Despite a slower growth rate compared with the past three years when trillions of dollars of stimulus led to unprecedented rates of retail spending, this year’s holiday spending is consistent with the average annual holiday increase of 3.6 percent from 2010 to 2019, the press release said.

“Consumers remain in the driver’s seat, and are resilient despite headwinds of inflation, higher gas prices, stringent credit conditions and elevated interest rates,” NRF Chief Economist Jack Kleinhenz said.

“We expect spending to continue through the end of the year on a range of items and experiences, but at a slower pace.”

In mid-October, Kleinhenz said clothing and clothing accessory sales were down 0.8 percent month-over-month seasonally adjusted, but up 0.8 percent unadjusted year-on-year.

AK Azad, chairman and chief executive officer of Ha-Meem Group, a top garment exporter to the US, says the shipment of garment items to the country will not rebound until June next year.

“This is because the demand has fallen in the US and retailers and brands could not sell their old stocks.”

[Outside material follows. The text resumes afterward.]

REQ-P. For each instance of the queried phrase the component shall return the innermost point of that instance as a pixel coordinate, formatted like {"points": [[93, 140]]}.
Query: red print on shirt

He said the inflow of work orders for the next season has been low and buyers are offering reduced prices to local suppliers.

Faruque Hassan, president of the Bangladesh Garment Manufacturers and Exporters Association, said the export to the US fell not only in value but also in volume.

“The sales are falling because of higher inflation and higher bank interest rates. Consumers are still prioritising basic commodities over non-essential items like value-added garments.”

According to the BGMEA chief, local garment suppliers usually cater to a lot of orders in October and November, but this year the work flows have not been too high because of labour and political unrest in recent months.

“However, Bangladesh is performing well in new markets such as Japan, South Korea, India and the UK as well as in some EU markets.”